Miał grać w Cracovii, właśnie po to przyleciał do Polski, lecz rzutem na taśmę przechwyciła go występująca wówczas ligę wyżej Jagiellonia. Podebrali jakiegoś Hiszpana z youtube – tak w tamtym czasie utarło się mówić. Ale minął rok z lekkim haczykiem i hasło Dani Quintana można stosować zamiennie z „najlepszy technik Ekstraklasy” czy „najlepszy piłkarz z klubów poniżej TOP 3”. Gdyby przyjrzeć się uważnie, gwiazdora z Białegostoku wypada również określić mianem pracodawcy – w końcu to on udowodnił, że chłopak z Segunda B jest w stanie u nas błyszczeć, w związku z czym pośrednio załatwił robotę kilku rodakom. Dziś, na zakończenie 26. kolejki, jego drużyna zmierzy się z Pasami, w których też byłoby mu do twarzy.

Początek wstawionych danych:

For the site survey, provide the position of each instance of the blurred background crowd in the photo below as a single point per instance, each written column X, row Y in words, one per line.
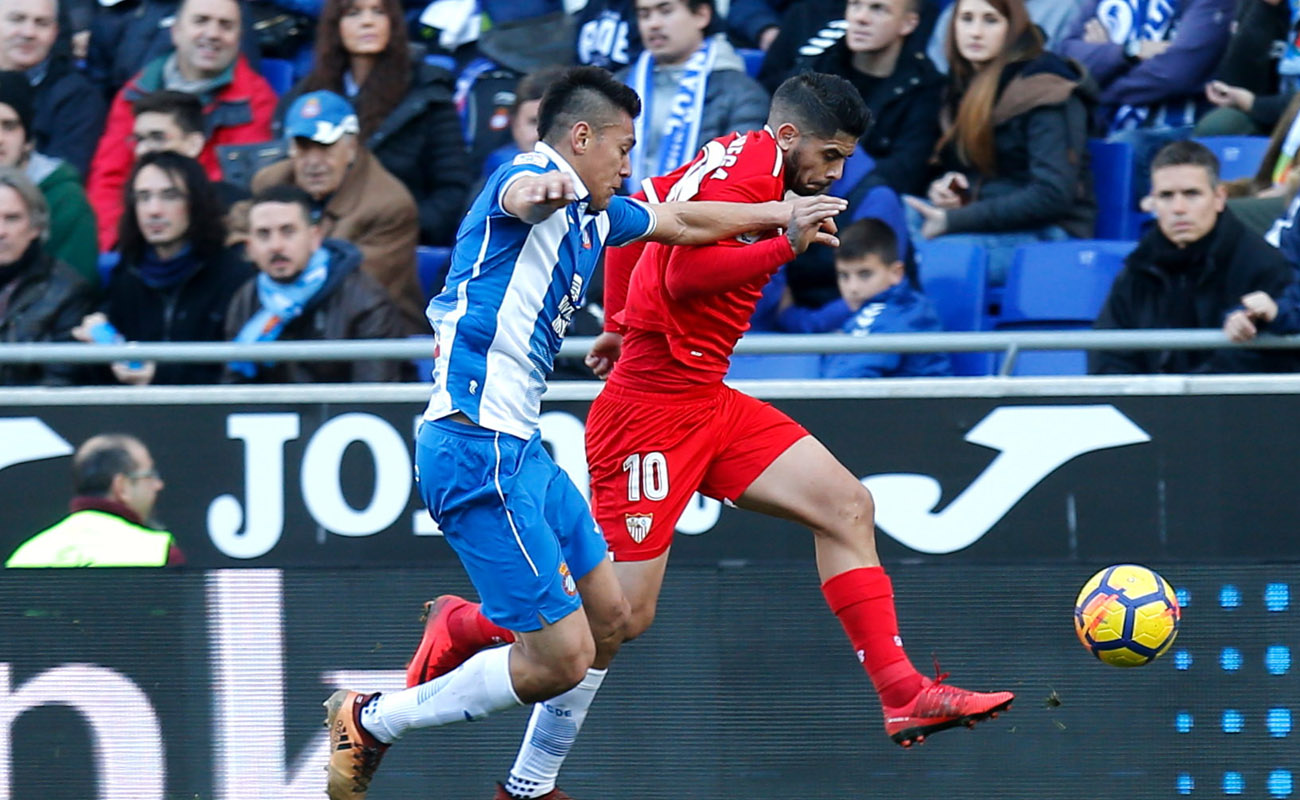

Jagiellonia wygrała wszystkie trzy poprzednie mecze, w tym jeden przy zielonym stoliku. To akurat wcale nie umniejsza jej zasług, ponieważ w Warszawie stawiała Legii opór dzielniej niż brama na sektorze gości. Cracovia z kolei powoli musi zacząć punktować, jeśli myśli jeszcze o pierwszej ósemce. Po ubiegłotygodniowym 0:0 w Szczecinie i pierwszym czystym koncie krakowskich obrońców od czasów Tadeusza Kościuszki, wypada powtórzyć to osiągnięcie. Skoro Ł»ytko z Dąbrowskim poradzili sobie z Robakiem, na grającego w podobnym stylu Balaja powinni już znać sposób. Niby nic dwa razy się nie zdarza, ale…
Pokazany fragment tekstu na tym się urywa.